# Separating Sets in a Completely Regular Space

1. Jul 20, 2009

### e(ho0n3

The problem statement, all variables and given/known data
Let X by a completely regular space and let A and B be closed, disjoint subsets of X. Prove that if A is compact, then there is a continuous function f : X --> [0,1] such that f(A) = {0} and f(B) = {1}.

The attempt at a solution
Let {U} be an open covering of A, U_1, ..., U_n be the corresponding finite open covering afforded by compactness of A. Let a_i in U_i and let f_i : X --> [0,1] be the continuous function separating a_i and B afforded by the complete regularity of X. Define f by f_1 * ... * f_n. This is all I have at the moment. Unfortunately, my f is only 0 at a_i and I don't know how to extend it to be 0 on all of A without breaking continuity.
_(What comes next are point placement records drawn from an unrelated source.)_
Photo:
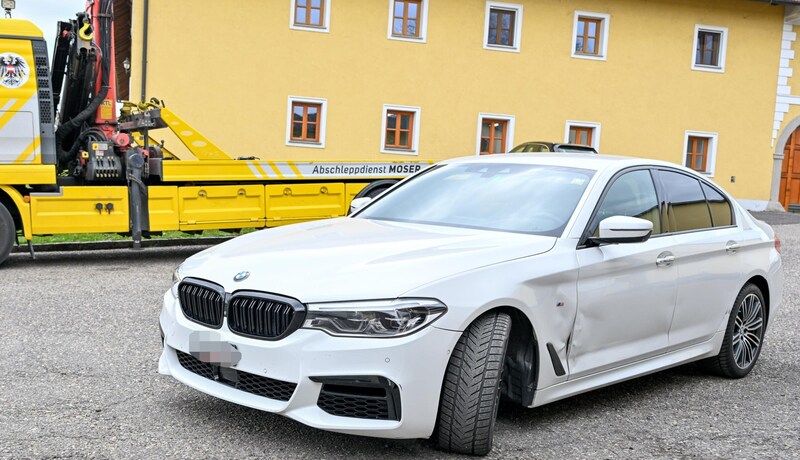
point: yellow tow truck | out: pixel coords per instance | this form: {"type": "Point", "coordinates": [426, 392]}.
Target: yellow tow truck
{"type": "Point", "coordinates": [69, 164]}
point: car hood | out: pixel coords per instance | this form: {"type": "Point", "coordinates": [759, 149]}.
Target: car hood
{"type": "Point", "coordinates": [351, 258]}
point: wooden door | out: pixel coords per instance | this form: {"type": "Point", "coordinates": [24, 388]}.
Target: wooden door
{"type": "Point", "coordinates": [790, 172]}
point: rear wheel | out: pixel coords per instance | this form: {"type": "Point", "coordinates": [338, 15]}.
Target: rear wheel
{"type": "Point", "coordinates": [471, 389]}
{"type": "Point", "coordinates": [744, 335]}
{"type": "Point", "coordinates": [7, 233]}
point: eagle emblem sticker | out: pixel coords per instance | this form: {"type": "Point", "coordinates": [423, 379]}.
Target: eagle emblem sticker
{"type": "Point", "coordinates": [14, 70]}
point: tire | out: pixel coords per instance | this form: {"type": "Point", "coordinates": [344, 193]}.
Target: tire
{"type": "Point", "coordinates": [8, 233]}
{"type": "Point", "coordinates": [744, 336]}
{"type": "Point", "coordinates": [471, 388]}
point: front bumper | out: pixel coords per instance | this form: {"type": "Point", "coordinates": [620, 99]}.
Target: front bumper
{"type": "Point", "coordinates": [415, 363]}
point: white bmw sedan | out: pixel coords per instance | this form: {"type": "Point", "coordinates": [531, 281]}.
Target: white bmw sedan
{"type": "Point", "coordinates": [526, 277]}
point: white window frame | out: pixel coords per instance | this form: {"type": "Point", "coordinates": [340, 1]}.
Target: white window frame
{"type": "Point", "coordinates": [584, 124]}
{"type": "Point", "coordinates": [723, 48]}
{"type": "Point", "coordinates": [326, 20]}
{"type": "Point", "coordinates": [511, 119]}
{"type": "Point", "coordinates": [422, 26]}
{"type": "Point", "coordinates": [322, 124]}
{"type": "Point", "coordinates": [711, 161]}
{"type": "Point", "coordinates": [490, 5]}
{"type": "Point", "coordinates": [603, 35]}
{"type": "Point", "coordinates": [415, 133]}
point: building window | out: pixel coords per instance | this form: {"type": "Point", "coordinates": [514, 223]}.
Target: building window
{"type": "Point", "coordinates": [699, 151]}
{"type": "Point", "coordinates": [310, 15]}
{"type": "Point", "coordinates": [400, 133]}
{"type": "Point", "coordinates": [503, 26]}
{"type": "Point", "coordinates": [709, 48]}
{"type": "Point", "coordinates": [495, 133]}
{"type": "Point", "coordinates": [306, 122]}
{"type": "Point", "coordinates": [408, 19]}
{"type": "Point", "coordinates": [583, 133]}
{"type": "Point", "coordinates": [590, 35]}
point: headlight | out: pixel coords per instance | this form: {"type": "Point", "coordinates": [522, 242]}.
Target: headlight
{"type": "Point", "coordinates": [177, 277]}
{"type": "Point", "coordinates": [377, 318]}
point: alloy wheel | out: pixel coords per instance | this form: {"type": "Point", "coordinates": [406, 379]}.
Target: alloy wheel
{"type": "Point", "coordinates": [748, 331]}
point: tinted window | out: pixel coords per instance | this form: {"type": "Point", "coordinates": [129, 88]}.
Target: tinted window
{"type": "Point", "coordinates": [721, 215]}
{"type": "Point", "coordinates": [493, 196]}
{"type": "Point", "coordinates": [632, 194]}
{"type": "Point", "coordinates": [688, 209]}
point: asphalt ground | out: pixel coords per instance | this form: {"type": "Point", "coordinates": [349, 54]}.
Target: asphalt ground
{"type": "Point", "coordinates": [80, 346]}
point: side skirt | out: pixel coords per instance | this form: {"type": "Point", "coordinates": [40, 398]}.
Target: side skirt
{"type": "Point", "coordinates": [629, 371]}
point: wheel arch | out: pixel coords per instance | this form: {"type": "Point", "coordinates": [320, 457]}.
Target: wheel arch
{"type": "Point", "coordinates": [18, 208]}
{"type": "Point", "coordinates": [761, 283]}
{"type": "Point", "coordinates": [522, 357]}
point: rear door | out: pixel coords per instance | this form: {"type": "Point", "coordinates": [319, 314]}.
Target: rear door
{"type": "Point", "coordinates": [707, 245]}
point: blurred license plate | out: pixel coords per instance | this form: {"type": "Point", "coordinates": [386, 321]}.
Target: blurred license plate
{"type": "Point", "coordinates": [208, 346]}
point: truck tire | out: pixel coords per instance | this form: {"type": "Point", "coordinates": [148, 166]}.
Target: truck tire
{"type": "Point", "coordinates": [471, 388]}
{"type": "Point", "coordinates": [7, 233]}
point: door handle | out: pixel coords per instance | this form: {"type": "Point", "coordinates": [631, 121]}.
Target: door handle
{"type": "Point", "coordinates": [665, 259]}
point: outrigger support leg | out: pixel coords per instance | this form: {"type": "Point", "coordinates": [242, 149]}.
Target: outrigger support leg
{"type": "Point", "coordinates": [137, 196]}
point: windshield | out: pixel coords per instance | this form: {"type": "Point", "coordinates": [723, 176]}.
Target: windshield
{"type": "Point", "coordinates": [519, 198]}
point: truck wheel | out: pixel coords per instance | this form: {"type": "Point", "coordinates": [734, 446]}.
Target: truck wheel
{"type": "Point", "coordinates": [7, 233]}
{"type": "Point", "coordinates": [471, 389]}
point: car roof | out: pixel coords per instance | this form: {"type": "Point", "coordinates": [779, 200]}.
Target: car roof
{"type": "Point", "coordinates": [590, 161]}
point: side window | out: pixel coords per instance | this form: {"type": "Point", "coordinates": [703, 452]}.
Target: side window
{"type": "Point", "coordinates": [721, 211]}
{"type": "Point", "coordinates": [687, 208]}
{"type": "Point", "coordinates": [632, 194]}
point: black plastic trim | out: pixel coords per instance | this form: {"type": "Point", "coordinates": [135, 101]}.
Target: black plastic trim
{"type": "Point", "coordinates": [366, 382]}
{"type": "Point", "coordinates": [558, 368]}
{"type": "Point", "coordinates": [206, 285]}
{"type": "Point", "coordinates": [297, 320]}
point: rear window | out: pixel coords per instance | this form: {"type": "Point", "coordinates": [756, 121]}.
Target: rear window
{"type": "Point", "coordinates": [721, 211]}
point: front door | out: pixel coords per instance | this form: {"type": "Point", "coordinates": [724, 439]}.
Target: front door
{"type": "Point", "coordinates": [790, 172]}
{"type": "Point", "coordinates": [626, 292]}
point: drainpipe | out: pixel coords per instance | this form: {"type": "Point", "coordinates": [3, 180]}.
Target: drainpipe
{"type": "Point", "coordinates": [144, 49]}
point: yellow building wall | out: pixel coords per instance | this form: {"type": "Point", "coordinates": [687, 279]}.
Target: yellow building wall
{"type": "Point", "coordinates": [229, 70]}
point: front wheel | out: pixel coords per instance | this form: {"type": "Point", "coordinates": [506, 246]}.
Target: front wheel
{"type": "Point", "coordinates": [744, 335]}
{"type": "Point", "coordinates": [471, 389]}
I believe that the open covering I choose for A must somehow play a role. For example, if the open covering is just {A}, then, proceeding as I did above, compactness plays no role. Any tips?

2. Jul 20, 2009

### HallsofIvy

Staff Emeritus
Have you used the fact that X is completely regular? What is the definition of "completely regular"?

3. Jul 20, 2009

### e(ho0n3

Yes I did: The f_i's in my attempt are from complete regularity.

The definition is: For any a in X and any closed subset B of X, there exists a continuous function f : X --> [0,1] such that f(a) = 0 and f(B) = {1}.

4. Jul 20, 2009

### Billy Bob

Obtain f_a for each a in A. Now pick any number between 0 and 1, say 1/2. Let U_a be the open set (containing a) where f_a is less than 1/2. Then invoke compactness.

Note: If you subtract 1/2 from f_a, you'll get a continuous function that is less than 0 on U_a. So, consider the max of 0 and f_a, which is also a continuous function.

Now use scaling and/or addition of these functions to get your desired function.

5. Jul 20, 2009

### e(ho0n3

That is ingenious. What led you to devise the U_a's the way you did?

6. Jul 20, 2009

### Billy Bob

"Cheating." (ashamed...)

7. Jul 20, 2009

### e(ho0n3

In hindsight, it seems to me that there are two viable approaches to this problem:

1. Invoke compactness first and then complete regularity.
2. Invoke complete regularity first and then compactness.

The first approach was my approach, and that clearly lead nowhere. The second I did not try, but I was already heading in that direction with last comment I made in my original post. In any case, thanks for the help.

8. Jul 20, 2009

### Billy Bob

Before "cheating," I was considering a third approach, using a theorem instead of first principles. I prefer first principles. But how about saying since X is completely regular, then by a theorem, X is (homeomorphic to) a subspace of a normal space X'. Now A is cpt in X, so cpt in X', so closed in X'. Can we get B' closed in X', disjoint from A, such that B= B' intersect X. Then apply Urysohn's lemma to A and B'.

9. Jul 20, 2009

### e(ho0n3

I like that approach. However, I'm not aware of any embedding theorems for completely regular spaces. Is there such a theorem?

10. Jul 20, 2009

### Billy Bob

There are several.

If X is completely regular, then X can be imbedded in a parallelotope (i.e. cartesian product of unit intevals [0,1]).

X is c.r. iff X is (homeomorphic to) a subspace of a cpt Hausdorff space iff X is (homeomorphic to) a subspace of a normal space.

Also, there is the Stone-Čech compactification of a c.r. space.

11. Jul 20, 2009

### e(ho0n3

Neat. Looks like my forays in topology have just begun.